The early verdict is in:
- PS5 pro is good & Sony delivers on its promise (almost)
- PSSR delivers quality mode visuals (almost) with performance mode fps (slightly better. The pro locks better to 60 fps)
- PSSR works its magic. But very slightly behind DLSS/XeSS ( in temporal stability)
if you've been waiting to play Final Fantasy 7 Rebirth, it may be worth waiting a couple months longer, because PS5 Pro seems like the best place to play the Square-Enix epic by a long shot.
https://www.eurogamer.net/digitalfo...vers-huge-image-quality-improvements-at-60fps
Pro vs Quality mode:
the biggest issue here is that the PS5 Pro just isn't that temporally stable relative to the base machine in its graphics mode. In shots without a lot of camera movement, it's fairly easy to find quite a bit of breakup in the image, at least relative to the graphics mode. The image stability overall is more similar to the old performance mode. I don't think this is anything like a dealbreaker here, but the general instability of the image is the biggest sticking point if you are measuring it up against its full-res PS5 counterpart. Here, solutions like DLSS and XeSS typically deliver more temporally stable results. The brief snippets of Ratchet and Clank that we have appear to exhibit a similar problem, suggesting this may be a characteristic weakness of the current version of PSSR.
Overall, I think image quality is similarly good between the two consoles when comparing base PS5 quality mode to the 60fps Pro footage we have, although they can also look fairly different in some areas. The Pro definitely gives you greater image detail, but it comes at the cost of more temporal instability
Pro vs Performance mode:
The intro cutscene shows off the impressive fidelity the PS5 Pro is capable of, delivering a crisp, sharp 4K image - a far cry from the blurry and imprecise 1080p-like rendering featured on the base console at the same 60fps update.
FF7 Rebirth packs a lot of geometry into every frame, boasting primitive shader-powered polygonal detail, and the PS5 Pro simply handles this much better than the base console. Ghosting on camera movement is much harder to spot on the Pro as well. Combat frustrates the base machine a little, with blurry particle effects and poor image clarity producing a muddy look. PS5 Pro handles this scene impressively - much better than I was expecting - resolving crisp 4K-like detail even in relatively fast combat scenes. The motion blur looks quite pristine and is relatively artifact free. Particle effects look generally good in motion, though some freeze-frames reveal a slight chunkiness relative to the rest of the presentation.

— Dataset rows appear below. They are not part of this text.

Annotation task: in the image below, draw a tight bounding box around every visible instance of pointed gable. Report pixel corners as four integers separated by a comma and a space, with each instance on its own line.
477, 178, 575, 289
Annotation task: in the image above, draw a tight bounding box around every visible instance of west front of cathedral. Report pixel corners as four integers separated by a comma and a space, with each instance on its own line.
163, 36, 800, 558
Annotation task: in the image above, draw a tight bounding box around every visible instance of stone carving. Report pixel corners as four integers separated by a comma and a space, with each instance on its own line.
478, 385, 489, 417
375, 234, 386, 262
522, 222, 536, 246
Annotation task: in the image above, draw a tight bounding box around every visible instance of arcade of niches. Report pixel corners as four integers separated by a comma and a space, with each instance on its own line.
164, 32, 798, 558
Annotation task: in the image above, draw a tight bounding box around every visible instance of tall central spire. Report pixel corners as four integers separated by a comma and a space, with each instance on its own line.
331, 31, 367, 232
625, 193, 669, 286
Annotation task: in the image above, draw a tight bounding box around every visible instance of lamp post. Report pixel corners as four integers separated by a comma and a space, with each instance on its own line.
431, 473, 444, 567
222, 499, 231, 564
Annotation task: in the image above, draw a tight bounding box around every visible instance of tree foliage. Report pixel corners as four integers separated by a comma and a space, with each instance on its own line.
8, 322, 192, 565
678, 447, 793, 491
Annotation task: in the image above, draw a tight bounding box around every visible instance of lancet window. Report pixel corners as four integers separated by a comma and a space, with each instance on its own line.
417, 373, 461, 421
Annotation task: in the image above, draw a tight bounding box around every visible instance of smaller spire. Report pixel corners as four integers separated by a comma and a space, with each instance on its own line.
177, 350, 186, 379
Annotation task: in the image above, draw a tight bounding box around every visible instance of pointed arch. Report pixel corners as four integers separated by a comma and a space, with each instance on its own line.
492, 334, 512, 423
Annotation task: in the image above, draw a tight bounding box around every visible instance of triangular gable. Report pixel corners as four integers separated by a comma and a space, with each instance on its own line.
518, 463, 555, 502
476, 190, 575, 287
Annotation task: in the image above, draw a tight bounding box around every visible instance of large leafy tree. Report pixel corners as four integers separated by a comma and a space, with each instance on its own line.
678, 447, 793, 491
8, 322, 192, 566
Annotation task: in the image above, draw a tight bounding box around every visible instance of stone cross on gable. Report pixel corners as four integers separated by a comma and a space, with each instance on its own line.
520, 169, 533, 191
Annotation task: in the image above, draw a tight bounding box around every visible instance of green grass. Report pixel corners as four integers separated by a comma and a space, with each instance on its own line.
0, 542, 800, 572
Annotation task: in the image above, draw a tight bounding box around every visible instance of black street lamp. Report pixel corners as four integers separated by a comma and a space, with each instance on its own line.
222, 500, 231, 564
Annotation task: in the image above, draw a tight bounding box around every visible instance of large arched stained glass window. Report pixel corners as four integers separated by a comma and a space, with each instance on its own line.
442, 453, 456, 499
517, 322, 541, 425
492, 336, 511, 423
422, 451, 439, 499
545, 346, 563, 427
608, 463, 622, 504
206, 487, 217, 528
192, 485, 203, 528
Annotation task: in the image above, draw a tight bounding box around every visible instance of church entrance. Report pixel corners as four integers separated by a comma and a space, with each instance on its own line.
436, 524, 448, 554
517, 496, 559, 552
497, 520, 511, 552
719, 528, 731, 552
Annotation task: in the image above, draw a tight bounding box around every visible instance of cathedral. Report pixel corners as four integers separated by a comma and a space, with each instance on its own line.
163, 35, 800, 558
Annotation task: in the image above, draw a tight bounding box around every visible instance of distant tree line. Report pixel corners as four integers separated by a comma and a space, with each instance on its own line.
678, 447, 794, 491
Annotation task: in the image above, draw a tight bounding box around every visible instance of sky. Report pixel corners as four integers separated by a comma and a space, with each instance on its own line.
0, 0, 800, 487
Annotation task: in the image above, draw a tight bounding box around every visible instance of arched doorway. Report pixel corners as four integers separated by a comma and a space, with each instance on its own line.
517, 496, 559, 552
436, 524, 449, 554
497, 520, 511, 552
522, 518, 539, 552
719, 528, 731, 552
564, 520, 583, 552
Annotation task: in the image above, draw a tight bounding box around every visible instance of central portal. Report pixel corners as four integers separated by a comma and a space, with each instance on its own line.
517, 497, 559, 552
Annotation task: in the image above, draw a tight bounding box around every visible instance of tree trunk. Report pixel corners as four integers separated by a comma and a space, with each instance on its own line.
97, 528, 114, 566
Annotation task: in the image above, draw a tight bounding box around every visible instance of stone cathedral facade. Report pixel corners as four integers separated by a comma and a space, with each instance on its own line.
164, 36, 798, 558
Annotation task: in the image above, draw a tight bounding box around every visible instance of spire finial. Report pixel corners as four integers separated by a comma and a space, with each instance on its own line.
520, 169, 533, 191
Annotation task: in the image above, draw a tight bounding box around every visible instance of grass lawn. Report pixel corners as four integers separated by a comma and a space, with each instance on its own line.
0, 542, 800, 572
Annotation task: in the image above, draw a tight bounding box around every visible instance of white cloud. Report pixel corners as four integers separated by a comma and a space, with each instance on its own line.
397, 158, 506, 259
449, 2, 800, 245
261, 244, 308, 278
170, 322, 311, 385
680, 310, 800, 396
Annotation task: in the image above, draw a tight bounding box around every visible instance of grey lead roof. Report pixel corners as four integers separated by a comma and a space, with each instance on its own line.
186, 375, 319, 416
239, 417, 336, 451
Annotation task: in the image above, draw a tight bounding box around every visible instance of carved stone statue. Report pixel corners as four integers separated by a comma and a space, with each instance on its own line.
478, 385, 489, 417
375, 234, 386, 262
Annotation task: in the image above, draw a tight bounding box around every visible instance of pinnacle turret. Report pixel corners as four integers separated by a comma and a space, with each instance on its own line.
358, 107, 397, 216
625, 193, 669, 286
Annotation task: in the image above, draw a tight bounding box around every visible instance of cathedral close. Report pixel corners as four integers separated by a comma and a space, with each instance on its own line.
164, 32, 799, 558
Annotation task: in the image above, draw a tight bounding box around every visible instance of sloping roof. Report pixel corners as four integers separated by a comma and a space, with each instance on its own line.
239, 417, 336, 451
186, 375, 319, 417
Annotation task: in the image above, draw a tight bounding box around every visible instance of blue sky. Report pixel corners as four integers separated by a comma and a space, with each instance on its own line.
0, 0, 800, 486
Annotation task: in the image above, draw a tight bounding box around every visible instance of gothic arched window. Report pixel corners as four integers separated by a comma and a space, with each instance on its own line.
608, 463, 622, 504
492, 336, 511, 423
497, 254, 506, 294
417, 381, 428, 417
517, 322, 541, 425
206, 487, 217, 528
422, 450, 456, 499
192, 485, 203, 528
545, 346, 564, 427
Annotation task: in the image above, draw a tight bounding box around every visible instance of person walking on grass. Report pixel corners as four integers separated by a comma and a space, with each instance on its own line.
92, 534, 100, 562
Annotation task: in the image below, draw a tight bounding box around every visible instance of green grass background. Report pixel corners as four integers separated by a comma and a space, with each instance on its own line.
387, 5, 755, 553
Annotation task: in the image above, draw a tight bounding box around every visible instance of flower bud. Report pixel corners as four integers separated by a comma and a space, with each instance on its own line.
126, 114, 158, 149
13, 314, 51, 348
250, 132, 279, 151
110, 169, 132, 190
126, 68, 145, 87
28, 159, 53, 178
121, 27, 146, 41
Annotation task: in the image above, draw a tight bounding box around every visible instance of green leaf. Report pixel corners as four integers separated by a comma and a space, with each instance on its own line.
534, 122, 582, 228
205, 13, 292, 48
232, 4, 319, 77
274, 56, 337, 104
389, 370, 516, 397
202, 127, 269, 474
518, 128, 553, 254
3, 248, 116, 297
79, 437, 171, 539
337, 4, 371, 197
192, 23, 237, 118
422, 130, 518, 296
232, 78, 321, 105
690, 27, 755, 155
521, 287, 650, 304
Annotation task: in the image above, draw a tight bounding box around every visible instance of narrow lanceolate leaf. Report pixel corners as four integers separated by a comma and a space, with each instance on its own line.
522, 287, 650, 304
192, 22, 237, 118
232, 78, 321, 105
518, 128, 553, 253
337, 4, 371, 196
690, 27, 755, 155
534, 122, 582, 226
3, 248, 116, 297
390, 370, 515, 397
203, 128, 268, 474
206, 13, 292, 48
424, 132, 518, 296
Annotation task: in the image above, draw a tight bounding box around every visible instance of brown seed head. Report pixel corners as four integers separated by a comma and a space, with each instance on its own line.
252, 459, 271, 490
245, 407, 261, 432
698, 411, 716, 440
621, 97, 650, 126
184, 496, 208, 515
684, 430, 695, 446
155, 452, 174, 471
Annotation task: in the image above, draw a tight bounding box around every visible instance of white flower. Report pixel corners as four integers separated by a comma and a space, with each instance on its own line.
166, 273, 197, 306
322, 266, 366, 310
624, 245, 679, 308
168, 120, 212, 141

The base resolution is very similar to the resolution range of the base game, which hit comparable resolution figures in its performance mode. However, the base console didn't use any form of temporal upsampling, instead taking that final rendered image and simply upscaling it, perhaps using a bilinear or bicubic upscaling solution. The game's final resolve also appeared oddly soft, lacking detail relative to some other games with similar resolutions. Square-Enix also offered a 'performance-sharp' mode, which used a different upscaling method that produced sharper results, albeit with additional blockiness. Preferences here are a matter of personal taste, but neither option offered the kind of image clarity that most other 60fps games on consoles are capable of delivering.
At least from this DF video, Rebirth on the Pro is basically on par with Graphics Mode except you get 60 fps. There's that I guess.